SPECIAL 40th ANNIVERSARY
A look back at Annie Hall
We think of Annie Hall as director Woody Allen’s archetypal film: a sad comedy about a great but dwindling love affair, told against the New York backdrop no other filmmaker would claim more iconically as his own. But this Oscarwinning romance, which recently celebrated its 40th anniversary, wound up being a very different film from the one Allen had in mind when he shot it.
Right through production, the original title was Anhedonia — meaning the inability to experience pleasure in normally enjoyable circumstances.
“I wanted to take a step forward toward more realistic and deeper films,” Allen said. Still, asking fans of his “early, funny ones” — goofball exercises in sketch-comedy form, to settle in for such a solipsistic marathon might have been pushing the envelope a little too far.

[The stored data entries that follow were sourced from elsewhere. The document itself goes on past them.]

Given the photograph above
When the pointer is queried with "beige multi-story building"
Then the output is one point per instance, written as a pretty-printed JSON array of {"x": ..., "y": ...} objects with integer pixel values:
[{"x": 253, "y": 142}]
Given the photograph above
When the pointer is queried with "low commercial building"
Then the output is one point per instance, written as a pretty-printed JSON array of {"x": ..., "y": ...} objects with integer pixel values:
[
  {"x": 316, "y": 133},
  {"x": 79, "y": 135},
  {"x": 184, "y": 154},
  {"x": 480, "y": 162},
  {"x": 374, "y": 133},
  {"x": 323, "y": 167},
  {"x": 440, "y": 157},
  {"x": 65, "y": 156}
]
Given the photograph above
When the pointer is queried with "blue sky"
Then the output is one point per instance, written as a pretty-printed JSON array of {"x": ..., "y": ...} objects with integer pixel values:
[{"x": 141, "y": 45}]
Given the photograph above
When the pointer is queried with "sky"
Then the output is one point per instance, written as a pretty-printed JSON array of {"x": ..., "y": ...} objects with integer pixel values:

The solution was one of Allen’s Eureka moments — an inspired act of salvage that showed a great leap forward in his artistic instincts. While keeping Alvy’s perspective — he addresses the camera directly in the first scene, and often breaks the fourth wall — the finished film refocused itself as a kaleidoscopic commentary on one relationship, giving us its beginning, middle and end, just not necessarily in that order.
The loose structure enabled a free-associative playfulness, which kept the film fresh, a tombola of jokes and insights tumbling out incessantly. It became a comedy about profound things, in which the profundity and the laughs fed off each other beautifully.
For the new title, Allen looked no further than his muse, who was born Diane Hall in 1946. They’d met when she auditioned for the Broadway version of Play it Again, Sam in 1969, and their personal relationship shifted by degrees into a professional one, meaning that Annie Hall worked, on one level, as a semi-autobiographical post-mortem for their affair. They would make only one more film together, Manhattan (1979), before a long hiatus broken by Manhattan Murder Mystery (1993).
Anhedonia was to contain a murder element, repurposed for this later picture by Allen and co-writer Marshall Brickman, but discarded as tangential to Alvy and Annie’s story. They meet at a mixed-doubles tennis match, striking up a delightfully awkward rapport, with Annie dressed in that genderbending bowler hat, tie, waistcoat and baggy dun slacks.
Keaton came up with the outfit, a boho-androgynous reappropriation of Charlie Chaplin’s Little Tramp look, even though costume designer Ruth Morley thought it made her look “crazy.” But this ultimate in “meet-cutes,” inspiring rom-coms to follow, was crucially not their first scene. We’ve already seen them bickering in the death throes of their affair, giving all these earlier, happier scenes a haunted and unstable quality.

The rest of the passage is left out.